Journal of Clinical & Experimental Pathology
Open Access

One kind of tumor that develops from the meninges, the membranes encircling the brain and spinal cord, is called a meningioma. These tumors are usually benign, which means they are not usually cancerous, and they grow slowly. On the other hand, when they grow, they may impose strain on surrounding structures and create symptoms. In rare cases, meningiomas can be malignant and more aggressive. Meningiomas are classified based on their location and histological features. The World Health Organization (WHO) categorizes them into three grades. Grade I are benign tumors that grow slowly and have well-defined borders. Grade II which is also known as atypical meningiomas, these tumors may grow more quickly and have less distinct borders. Grade III are malignant meningiomas, also called anaplastic meningiomas, and they tend to grow rapidly and invade surrounding tissues.

The exact cause of meningiomas is still not fully understood. However, several risk factors have been identified. Previous exposure to radiation, such as radiation therapy for other conditions, increases the risk of developing a meningioma. Certain genetic conditions, such as Neurofibromatosis Type 2 (NF2), can predispose individuals to meningiomas. There is evidence to suggest that hormones, particularly estrogen and progesterone, may play a role in the development and growth of meningiomas. The symptoms of a meningioma vary depending on its size, location, and rate of growth. Common symptoms may include, headaches, seizures, weakness or numbness in the limbs, changes in vision or hearing, difficulty with balance or coordination, personality changes or cognitive impairment

Diagnosis of a meningioma typically involves a combination of imaging studies and biopsy. Magnetic Resonance Imaging (MRI) and Computed Tomography (CT) scans are commonly used to visualize the tumor and its location. A tissue sample may be obtained through a surgical procedure to confirm the diagnosis and determine the tumor grade. Meningioma treatment is contingent upon a number of criteria, such as the size, location, grade, and general health of the patient. Small, asymptomatic meningiomas may be monitored closely with regular imaging studies to track their growth. Surgical removal of the tumor is often the preferred treatment for symptomatic or growing meningiomas. The goal is to remove as much of the tumor as possible while preserving neurological function. Radiation may be used as the primary treatment for tumors that cannot be completely removed surgically or as adjuvant therapy following surgery to target any remaining tumor cells.

In some cases, medications such as hormone therapy or targeted therapies may be used to slow the growth of meningiomas or alleviate symptoms.
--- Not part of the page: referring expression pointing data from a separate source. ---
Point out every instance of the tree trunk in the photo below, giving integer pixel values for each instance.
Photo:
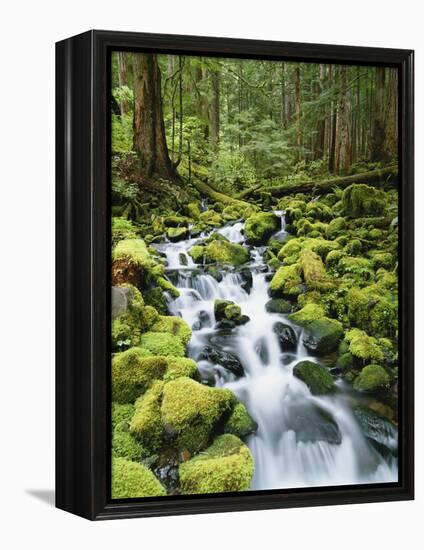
(122, 80)
(215, 110)
(149, 130)
(386, 176)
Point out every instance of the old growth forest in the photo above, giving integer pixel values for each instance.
(254, 272)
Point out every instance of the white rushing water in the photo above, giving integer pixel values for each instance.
(302, 440)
The prognosis for meningioma patients varies depending on several factors, including the tumor grade, size, location, and the effectiveness of treatment. Most benign meningiomas can be successfully treated with surgery, and patients often have a good longterm prognosis. However, the prognosis for malignant meningiomas is generally less favorable, and these tumors may be more challenging to treat. Meningiomas are common tumors that arise from the meninges surrounding the brain and spinal cord. While most meningiomas are benign and slow-growing, they can cause symptoms by putting pressure on nearby structures as they grow. Overall, the prognosis for meningioma patients is generally favorable, particularly for benign tumors that can be successfully treated with surgery. However, close monitoring and individualized treatment plans are essential to optimize outcomes for patients with meningiomas.